How Much Did We Really Know About Ike Ibeabuchi?
12.01.04 - By Chris Acosta: It is said that long after a boxer retires, his legend grows (the great ones anyway). The same goes for musicians who die prematurely. One minute the person is a living, breathing rock star, but after an overdose he becomes an icon. There's just something about "what could have been" that seems to knock things out of perspective and send us running for more superlatives to throw their way.
Article posted on 12.01.2004
For the past few years, I have heard fans and network faces like Max Kellerman and HBO declare the greatness of Ike Ibeabuchi. We all know that the man known as "The President" sits in a jail cell, accumulating rust as you read this. There is no denying at that at the short peak of his powers he was a formidable opponent for just about anyone. He withstood the power of David Tua and the elusiveness of Chris Byrd, giving both of them their very first losses. Those two wins are basically all we have to go on in assessing his abilities and while impressive in their variation, still left questions.

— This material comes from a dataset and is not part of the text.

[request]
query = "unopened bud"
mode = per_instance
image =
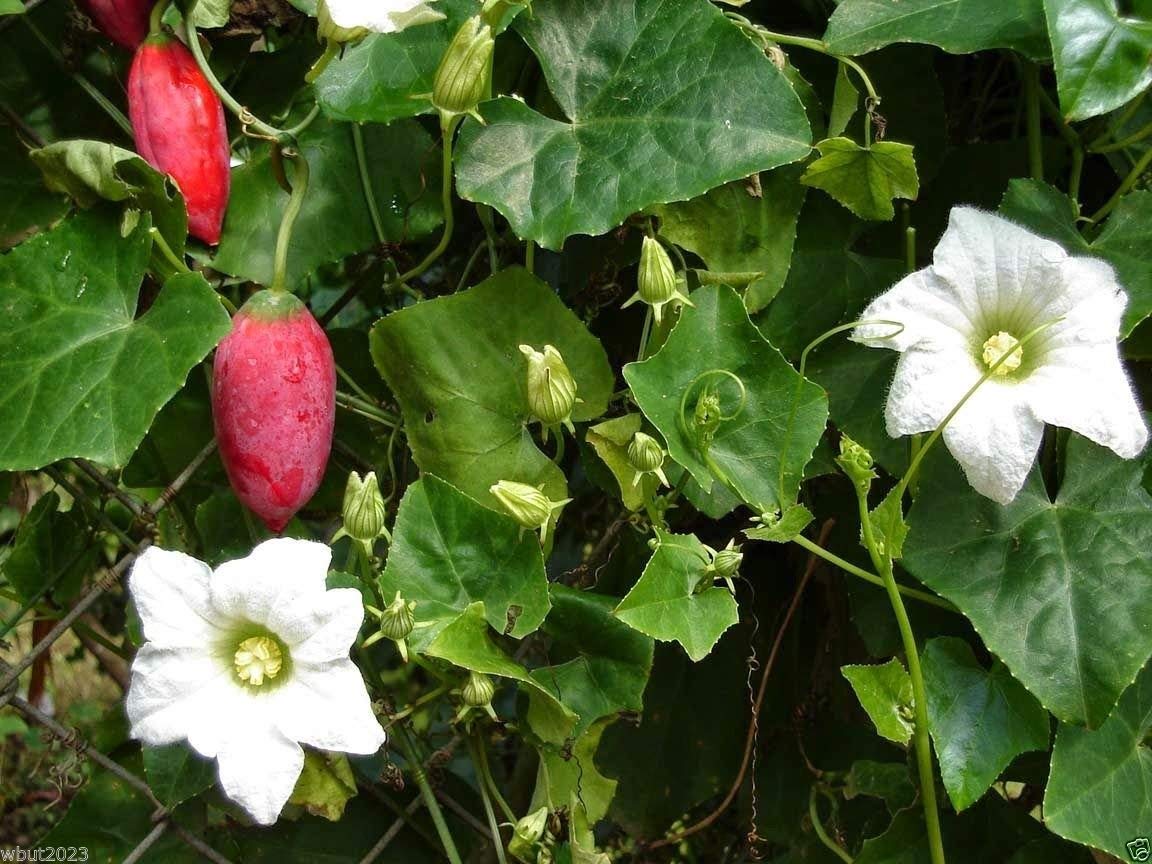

The answers those two bouts gave us were that Ike could punch, absorb a heavy punch and show the patience and resolve to solve a difficult puzzle. Most of us quickly announced him as the "next" great heavyweight, and we didn't even pause like we did when that tag was attached to Michael Grant. When he was officially charged with rape and sentenced to serve time, those of us looking so hard for someone to save the division and boxing in general, went overboard in our praise of his wasted skills.
This is not to say that the man couldn't fight. It was obvious that he had quite a versatility to match his toughness and as we can see today, that combination is as rare as heterosexual hair stylists. But there was still one element of his game missing, an element that was never weened: His ability to compete against a very tall boxer with a dominant jab. No disrespect to Tua or Byrd but both were significantly smaller than Ike and have major flaws in their games. We now know that Tua cannot figure out a fleet-footed boxer and Byrd simply does not have the punch to threaten anyone. If styles truly do make fights, then how would the Nigerian have been able to cope with a bigger man than himself? Would he have been able to slip a jab and move inside? Might a long jab have turned him into a wild swinging brawler or a clueless plodder? Could he remain composed or be tied up in frustration?
Face it, size does play a large role in boxing. Tall fighters can afford to sit behind their jabs and think which is not true of a smaller man. Look at how much trouble a quick-handed boxer like Kirk Johnson had against Vitali Klitschko, hell, look how he struggled with Al Cole and Larry Donald! A few inches in verticality and the whole landscape is rearranged. Punches that look reachable fall short, a seemingly safe distance results in being hit with jabs, once you get inside you fall into a jungle of arms. Physical proportions have made some of the best fighters in history look less than stellar. Ray Leanard vs. Tommy Hearns and Larry Holmes' narrow escape against Carl Williams come to mind.
Ike had great tools but without having fought one of the giants of the modern era, really didn't deserve to be called the next big thing. He may have had enough power and poise to knock Lennox Lewis' dreadlocks clean off of his head but he never gave himself the chance, so we will never know. We needed to see more but for reasons known only to him, he left us with weightless conclusions.